HC Deb 11 May 1961 vol 640 cc72-3W
Mr. Arbuthnot

asked the Chancellor of the Exchequer what proposals he has for assisting the capital development of trustee savings banks.

Mr, Selwyn Lloyd

Trustee Savings Banks have hitherto relied for their capital development mainly on surplus funds accumulated in the past periods when their income was generally in excess of the interest paid to depositors and management expenses; those banks with insufficient capital have borrowed on generous terms from other savings banks. But the sums available for lending in this way are limited, and my predecessor recognised that if branches were to be expanded and brought up to date, and if even only a modest number of new branches were to be opened, a new source of finance was required. He therefore agreed in principle that the rate of interest payable to the Banks on their deposits with the National Debt Office should be increased in order to build up a fund for capital development.

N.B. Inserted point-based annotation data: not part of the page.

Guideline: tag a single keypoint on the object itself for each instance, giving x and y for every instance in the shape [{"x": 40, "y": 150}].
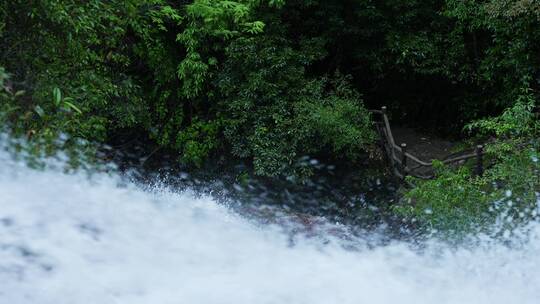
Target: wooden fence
[{"x": 405, "y": 164}]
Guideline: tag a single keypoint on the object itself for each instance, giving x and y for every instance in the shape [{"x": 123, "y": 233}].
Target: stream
[{"x": 74, "y": 238}]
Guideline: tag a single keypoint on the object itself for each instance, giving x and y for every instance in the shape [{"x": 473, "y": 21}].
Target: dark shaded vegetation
[{"x": 270, "y": 83}]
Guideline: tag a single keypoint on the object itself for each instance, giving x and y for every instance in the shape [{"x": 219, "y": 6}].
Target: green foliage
[
  {"x": 276, "y": 114},
  {"x": 507, "y": 193}
]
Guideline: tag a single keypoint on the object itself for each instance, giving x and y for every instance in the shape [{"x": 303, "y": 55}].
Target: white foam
[{"x": 68, "y": 239}]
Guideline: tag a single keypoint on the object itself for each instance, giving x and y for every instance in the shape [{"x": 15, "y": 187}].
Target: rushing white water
[{"x": 70, "y": 239}]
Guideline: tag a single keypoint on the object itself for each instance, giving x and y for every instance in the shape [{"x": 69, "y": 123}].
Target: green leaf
[
  {"x": 39, "y": 110},
  {"x": 68, "y": 105},
  {"x": 57, "y": 96}
]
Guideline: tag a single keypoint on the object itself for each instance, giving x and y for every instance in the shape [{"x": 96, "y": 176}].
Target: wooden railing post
[
  {"x": 404, "y": 158},
  {"x": 479, "y": 160}
]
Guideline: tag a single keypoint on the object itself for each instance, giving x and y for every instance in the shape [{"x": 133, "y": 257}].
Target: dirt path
[{"x": 425, "y": 147}]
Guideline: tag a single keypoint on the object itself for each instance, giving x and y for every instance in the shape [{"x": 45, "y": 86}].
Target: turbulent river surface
[{"x": 68, "y": 238}]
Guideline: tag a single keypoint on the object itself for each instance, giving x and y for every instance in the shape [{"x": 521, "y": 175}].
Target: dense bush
[
  {"x": 198, "y": 79},
  {"x": 456, "y": 201}
]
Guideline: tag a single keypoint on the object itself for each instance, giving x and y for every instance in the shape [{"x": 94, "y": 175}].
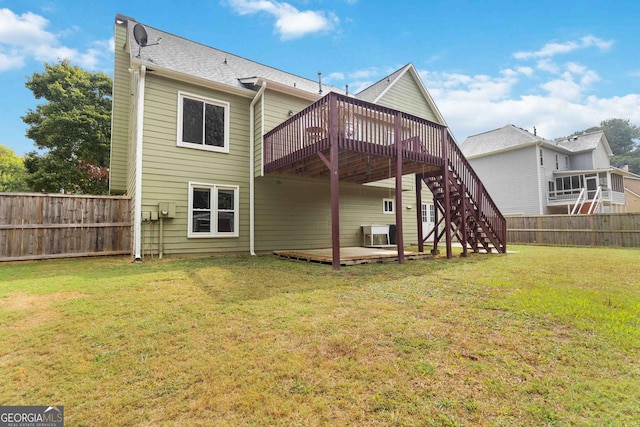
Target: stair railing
[
  {"x": 582, "y": 197},
  {"x": 597, "y": 198}
]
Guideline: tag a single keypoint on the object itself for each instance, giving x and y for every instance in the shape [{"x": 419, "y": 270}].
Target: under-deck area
[
  {"x": 350, "y": 255},
  {"x": 343, "y": 139}
]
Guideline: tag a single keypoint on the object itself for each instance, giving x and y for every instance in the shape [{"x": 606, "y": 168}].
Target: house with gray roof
[
  {"x": 530, "y": 175},
  {"x": 221, "y": 154}
]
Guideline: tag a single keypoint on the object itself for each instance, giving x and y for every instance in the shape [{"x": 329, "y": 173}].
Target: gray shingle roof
[
  {"x": 585, "y": 142},
  {"x": 504, "y": 138},
  {"x": 513, "y": 137},
  {"x": 194, "y": 59},
  {"x": 371, "y": 93}
]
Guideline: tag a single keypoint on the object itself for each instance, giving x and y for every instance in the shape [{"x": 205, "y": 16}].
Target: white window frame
[
  {"x": 386, "y": 203},
  {"x": 217, "y": 102},
  {"x": 213, "y": 233}
]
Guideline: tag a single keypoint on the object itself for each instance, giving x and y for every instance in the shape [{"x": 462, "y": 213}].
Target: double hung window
[
  {"x": 387, "y": 206},
  {"x": 213, "y": 210},
  {"x": 203, "y": 123}
]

The necessary arrangements for this have now been made, and I am proposing to increase the rate of interest paid to the Trustee Savings Banks by 1s. from£3 per cent. to£3 1s. per cent. for a limited period not exceeding five years, in order to set up once for all a capital fund from which the necessary Savings Banks development can be financed. The capital fund will be administered centrally by the Trustee Savings Banks Association under arrangements set out in the Fourth Mutual Assistance Scheme to which all Trustee Savings Banks have agreed. Loans from the fund will be free of interest and will be repayable over 10 years or 20 years depending on the purpose for which the loan is made. All capital development by Trustee Savings Banks will continue to require the approval of the National Debt Office. It is intended that the first credit to the capital fund, representing the sum raised by the additional 1s. per cent. per annum for the first half-year should be made on 21st November, 1961. This will require the interest to accrue from 21st May, 1961. A Treasury Order, raising the rate of interest from the latter date is being laid before Parliament.